An example of using the fx_scatter.py program

Having available the mytest.csv test dataset (for example generated via fx_gen.py as shown in a previous paragraph) and the mypred.csv prediction csv file (generated through a prediction program in the repository for the fitting of functions of one variable), to generate the two graphs, run the following command:

$ python fx_scatter.py \
  --ds mytest.csv \
  --prediction mypred.csv \
  --title "My example" \
  --xlabel "x" \
  --ylabel "y=|sin(x^x)/2^(x^x-pi/2)/pi|"
that shows the two superimposed curves: in blue that of the test dataset, in red that of the prediction.

Figure with scatter graphics generated by the program fx_scatter.py showing the fitting in red overlay of the function $f(x)=|\frac{\sin x^x}{2 ^ {(x^x - \pi/2)/\pi}}|$ and the original function below in blue.

fxy_scatter.py

Goal of the fxy_scatter.py Python program is to display the scatter graph of the prediction of a real-valued scalar function of two real-valued variables alongside the scatter graph of the input dataset of the original function and allow the visual comparison of the two graphs.

To get the program usage you can run this following command:

$ python fxy_scatter.py --help
and the output got is:

usage: fxy_scatter.py [-h] [--version] --ds DATASET_FILENAME --prediction
                      PREDICTION_DATA_FILENAME [--title FIGURE_TITLE]
                      [--xlabel X_AXIS_LABEL] [--ylabel Y_AXIS_LABEL]
                      [--zlabel Z_AXIS_LABEL]
                      [--labelfontsize LABEL_FONT_SIZE] [--width WIDTH]
                      [--height HEIGHT] [--savefig SAVE_FIGURE_FILENAME]
fxy_scatter.py: error: the following arguments are required: --ds, --prediction
(base) malkuth:common ettore$ python fxy_scatter.py --help
usage: fxy_scatter.py [-h] [--version] --ds DATASET_FILENAME --prediction
                      PREDICTION_DATA_FILENAME [--title FIGURE_TITLE]
                      [--xlabel X_AXIS_LABEL] [--ylabel Y_AXIS_LABEL]
                      [--zlabel Z_AXIS_LABEL]
                      [--labelfontsize LABEL_FONT_SIZE] [--width WIDTH]
                      [--height HEIGHT] [--savefig SAVE_FIGURE_FILENAME]
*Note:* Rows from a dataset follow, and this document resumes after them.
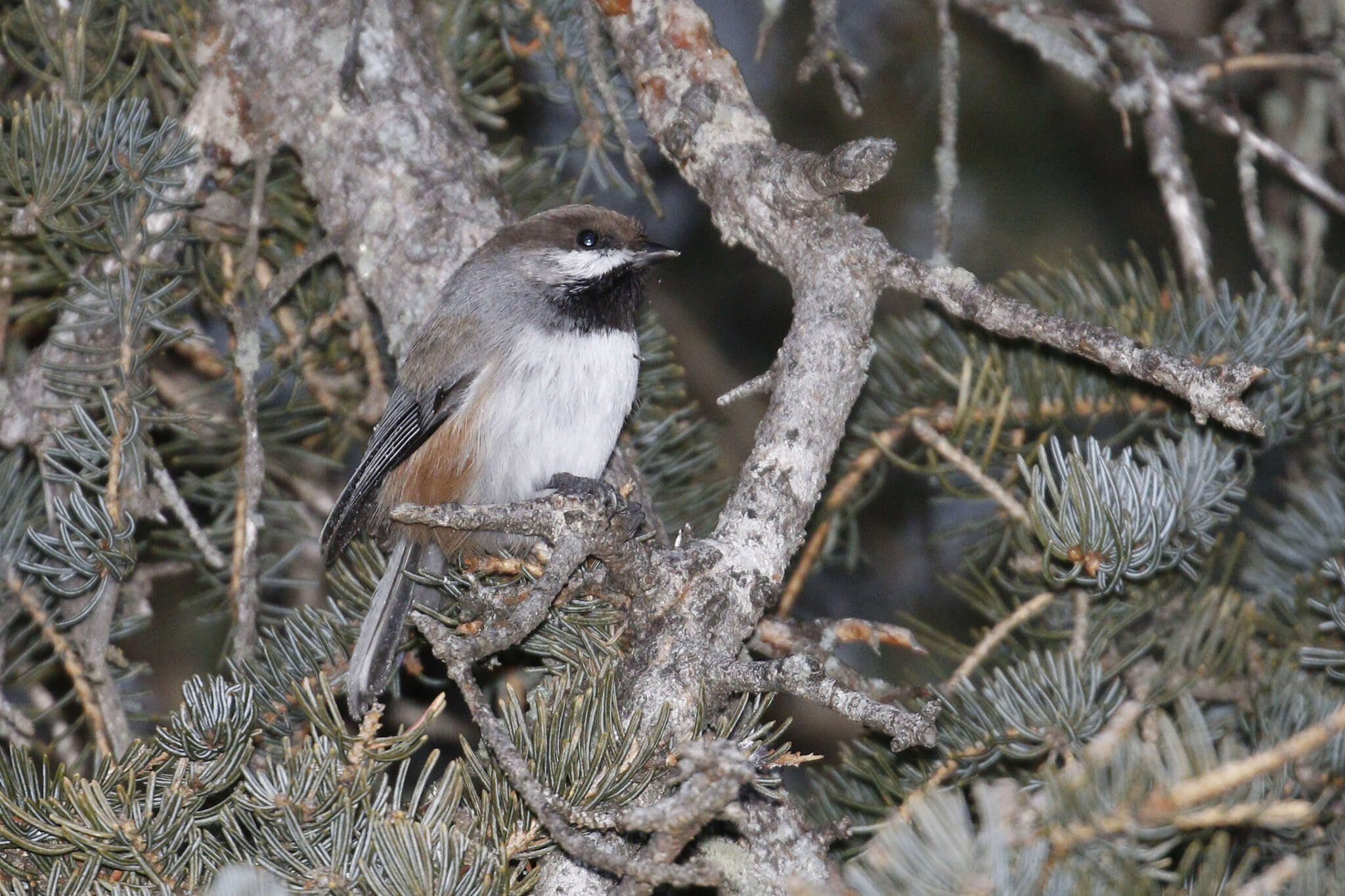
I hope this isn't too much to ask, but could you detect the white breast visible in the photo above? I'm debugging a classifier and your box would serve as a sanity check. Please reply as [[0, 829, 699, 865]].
[[464, 330, 640, 502]]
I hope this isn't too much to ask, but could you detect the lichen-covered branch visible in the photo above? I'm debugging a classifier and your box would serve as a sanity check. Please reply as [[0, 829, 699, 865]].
[[714, 656, 939, 750], [196, 0, 511, 358]]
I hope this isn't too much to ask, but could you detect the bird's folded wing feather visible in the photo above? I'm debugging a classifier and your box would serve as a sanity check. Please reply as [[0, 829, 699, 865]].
[[321, 371, 476, 565]]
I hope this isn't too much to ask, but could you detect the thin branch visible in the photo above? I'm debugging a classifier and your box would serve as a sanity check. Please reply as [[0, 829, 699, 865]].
[[223, 152, 272, 665], [775, 417, 910, 616], [958, 0, 1345, 223], [714, 367, 775, 407], [910, 416, 1032, 526], [931, 0, 959, 265], [1141, 702, 1345, 818], [1237, 137, 1294, 301], [1141, 53, 1214, 301], [889, 253, 1266, 435], [799, 0, 869, 118], [711, 656, 939, 752], [145, 444, 227, 570], [435, 658, 720, 887], [5, 568, 111, 756], [748, 616, 925, 702], [1196, 53, 1345, 86], [943, 591, 1060, 691]]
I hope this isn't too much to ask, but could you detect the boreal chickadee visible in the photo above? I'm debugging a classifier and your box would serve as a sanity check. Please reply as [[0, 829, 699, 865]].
[[321, 205, 678, 719]]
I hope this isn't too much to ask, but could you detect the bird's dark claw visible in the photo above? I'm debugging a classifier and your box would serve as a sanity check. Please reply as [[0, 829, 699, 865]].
[[546, 473, 644, 536], [546, 473, 625, 511]]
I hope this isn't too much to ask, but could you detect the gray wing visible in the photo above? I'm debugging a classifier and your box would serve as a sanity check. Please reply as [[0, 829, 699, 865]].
[[321, 371, 476, 566]]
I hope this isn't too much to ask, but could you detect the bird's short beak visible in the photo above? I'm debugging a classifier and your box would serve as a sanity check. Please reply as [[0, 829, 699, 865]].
[[631, 240, 682, 267]]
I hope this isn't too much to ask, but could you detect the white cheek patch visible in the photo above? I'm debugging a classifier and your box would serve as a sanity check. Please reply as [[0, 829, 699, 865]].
[[552, 249, 635, 281]]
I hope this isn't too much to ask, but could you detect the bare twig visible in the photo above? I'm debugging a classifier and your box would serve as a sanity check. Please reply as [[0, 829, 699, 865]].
[[1237, 137, 1294, 301], [799, 0, 869, 118], [223, 152, 272, 664], [5, 568, 113, 756], [1141, 53, 1214, 301], [615, 740, 756, 896], [910, 416, 1032, 526], [714, 367, 775, 407], [958, 0, 1345, 223], [775, 419, 909, 616], [146, 444, 226, 570], [943, 591, 1060, 691], [748, 616, 925, 702], [1196, 53, 1345, 85], [931, 0, 959, 265], [713, 656, 939, 751], [891, 254, 1266, 435], [1069, 588, 1090, 660], [1141, 702, 1345, 819]]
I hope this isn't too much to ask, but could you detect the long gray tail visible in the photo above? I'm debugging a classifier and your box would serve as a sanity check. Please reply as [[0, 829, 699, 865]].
[[345, 539, 444, 719]]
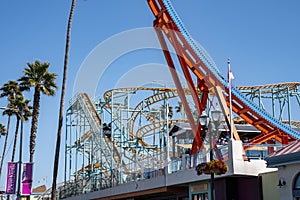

fxy_scatter.py shows two alongside x/y/z scatter graphs: the blue one is the
surface of dataset, the red one is the surface of prediction

optional arguments:
  -h, --help            show this help message and exit
  --version             show program's version number and exit
  --ds DATASET_FILENAME
                        dataset file (csv format)
  --prediction PREDICTION_DATA_FILENAME
                        prediction data file (csv format)
  --title FIGURE_TITLE  if present, it set the title of chart
  --xlabel X_AXIS_LABEL
                        label of x axis
  --ylabel Y_AXIS_LABEL
                        label of y axis
  --zlabel Z_AXIS_LABEL
                        label of z axis
  --labelfontsize LABEL_FONT_SIZE
                        label font size
  --width WIDTH         width of animated git (in inch)
  --height HEIGHT       height of animated git (in inch)
  --savefig SAVE_FIGURE_FILENAME
                        if present, the chart is saved on a file instead to be
                        shown on screen
Where:
  • -h, --help: shows the usage of the program and ends the execution.

  • --version: shows the version of the program and ends the execution.

  • --ds: path (relative or absolute) to input dataset file; the color of its related scatter graph is blue.

  • --prediction: path (relative or absolute) to prediction file (always in csv format); the color of its related scatter graph is red.

  • --title: title of the figure, centered at the top.

  • --xlabel: $x$ axis caption.

  • --ylabel: $y$ axis caption.

  • --zlabel: $z$ axis caption.

  • --labelfontsize: sets the font of the texts in the figure.

  • --width: sets the width of the generated figure, in inch

  • --height: sets the height of the generated figure, in inch

  • --savefig: if it is present, it is the path (relative or absolute) of the figure file in .png format to be saved; if not present, the graph is shown on screen in a window.

An example of using the fxy_scatter.py program

Having available the mytest.csv test dataset (for example generated via fxy_gen.py as shown in a previous paragraph) and the mypred.csv prediction csv file (generated through a prediction program in the repository for the fitting of functions of two variables), to generate the two graphs, run the following command:

$ python fxy_scatter.py \
  --ds mytest.csv \
  --prediction mypred.csv \
  --title "My example" \
  --xlabel "x" \
  --ylabel "y" \
  --zlabel "z=2 sin(x)^2 / sqrt(1+y^2)"
that shows the two surfaces side by side: in blue that of the input dataset, in red that of the prediction.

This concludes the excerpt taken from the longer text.